Il y a un contexte national, où certes, nos recettes risquent de connaître à brève échéance de nouvelles évolutions, avec notamment le projet de suppression de la cotisation sur la valeur ajoutée des entreprises. D’un côté nous avons un président de la République qui souhaite travailler avec les collectivités locales, ce qui est légitime et nécessaire et de l’autre côté décision après décision il réduit notre autonomie.
Néanmoins, nous avons des marges de manœuvre conséquentes. Il y a plusieurs facteurs qui expliquent cela, parmi lesquels la diminution des bénéficiaires du RSA conjuguée à des recettes très élevées de droits de mutation, qui nous ont permis dans une période de crise, d’améliorer la situation financière du département. Cela est relevé dans le rapport de la chambre régionale des comptes.
Lorsque nous disions en décembre 2021 que le budget prévisionnel était à la limite d’être insincère, nous étions dans le vrai. Ainsi, si nous reprenons le procès-verbal de décembre 2021, nous pouvons y lire que nous anticipions, avec prudence, 160 millions d’euros de DMTO et par conséquent il fallait redimensionner les recettes de fonctionnement et notre budget global.
D’ailleurs la CRC relève aussi des prévisions trop sommaires des DMTO, qui ne sont pas accompagnées de tableaux de bord financiers suffisamment précis, ni de plan de trésorerie permettant d’adapter le budget. Cette problématique persiste et nous empêche, au moment du vote du budget, de positionner des dépenses ou investissements en face de recettes que nous aurons.
Nous connaissons votre réponse sur la réduction de l’emprunt et l’instabilité des DMTO, qui (rappelons-le) ont augmenté chaque année depuis 2013, quasiment 10 ans.

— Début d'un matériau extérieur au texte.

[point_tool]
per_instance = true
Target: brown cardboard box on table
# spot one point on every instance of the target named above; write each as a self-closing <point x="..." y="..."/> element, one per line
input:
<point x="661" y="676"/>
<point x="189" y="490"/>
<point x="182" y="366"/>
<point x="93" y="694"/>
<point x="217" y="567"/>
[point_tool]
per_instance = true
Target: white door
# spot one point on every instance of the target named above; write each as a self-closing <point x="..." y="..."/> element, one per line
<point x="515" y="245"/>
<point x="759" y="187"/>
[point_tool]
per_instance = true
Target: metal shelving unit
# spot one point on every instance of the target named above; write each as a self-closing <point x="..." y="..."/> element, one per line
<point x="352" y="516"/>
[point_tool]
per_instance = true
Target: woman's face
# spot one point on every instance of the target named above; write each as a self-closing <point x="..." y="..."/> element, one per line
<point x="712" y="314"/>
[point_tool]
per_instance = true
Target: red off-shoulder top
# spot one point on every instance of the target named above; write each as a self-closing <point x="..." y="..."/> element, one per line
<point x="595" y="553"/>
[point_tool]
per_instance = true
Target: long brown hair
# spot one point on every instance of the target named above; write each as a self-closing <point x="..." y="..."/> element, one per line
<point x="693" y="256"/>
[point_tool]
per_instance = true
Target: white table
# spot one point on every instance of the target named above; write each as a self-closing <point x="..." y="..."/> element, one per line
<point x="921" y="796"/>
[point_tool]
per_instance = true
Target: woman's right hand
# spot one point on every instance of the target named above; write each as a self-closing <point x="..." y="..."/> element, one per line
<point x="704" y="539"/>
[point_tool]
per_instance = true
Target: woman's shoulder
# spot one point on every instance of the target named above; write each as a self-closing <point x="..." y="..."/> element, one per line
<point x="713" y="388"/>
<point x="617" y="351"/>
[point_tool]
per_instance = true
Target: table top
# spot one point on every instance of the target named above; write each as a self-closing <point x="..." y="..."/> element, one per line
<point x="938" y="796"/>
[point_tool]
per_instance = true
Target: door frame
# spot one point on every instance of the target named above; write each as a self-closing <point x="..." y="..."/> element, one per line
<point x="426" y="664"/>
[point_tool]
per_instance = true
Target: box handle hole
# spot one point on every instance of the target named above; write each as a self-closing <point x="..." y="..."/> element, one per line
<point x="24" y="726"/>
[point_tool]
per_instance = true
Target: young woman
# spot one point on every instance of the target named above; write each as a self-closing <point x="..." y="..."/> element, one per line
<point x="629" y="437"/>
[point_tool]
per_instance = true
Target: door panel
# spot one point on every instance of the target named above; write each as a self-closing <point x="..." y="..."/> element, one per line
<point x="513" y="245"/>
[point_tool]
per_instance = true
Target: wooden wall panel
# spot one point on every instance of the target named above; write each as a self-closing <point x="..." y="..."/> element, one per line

Monsieur le président, au lieu de distribuer à la va vite en fin d’année des sommes aux communes, il serait bien plus pertinent de créer d’autres dispositifs y compris exceptionnels ou à titre expérimental.
Quelques idées de ces dispositifs que nous vous soumettons et qui si vous vous engagiez à les adopter nous amèneraient à voter la décision modificative N°2 :
Depuis 10 ans les DMTO n’ont cessé d'augmenter, signe d’un marché de l’immobilier très dynamique, comme on dit, mais dont la conséquence est que beaucoup de Morbihannais et de Morbihannaises n’arrivent plus à se loger. Si ce département prenait à cœur sa compétence première, celle des solidarités, elle aurait dans le même temps consacré une partie de ces rentrées d’argent supplémentaire à une politique bien plus ambitieuse en faveur du logement social ou par exemple, ou à destination des quartiers prioritaires de la ville.
Concernant ce dernier sujet : c’est une faute presque unique au niveau français qu’un département ne soit pas signataire de deux contrats de villes sur 3 existants sur son territoire (en l’occurrence celui d’Auray Quiberon Terre Atlantique et celui de Lorient Agglomération). Les prochains contrats de ville sont prévus pour être finalisés fin 2023. Pouvez-vous nous assurer que le département cette fois-ci, sera enfin au rendez-vous ?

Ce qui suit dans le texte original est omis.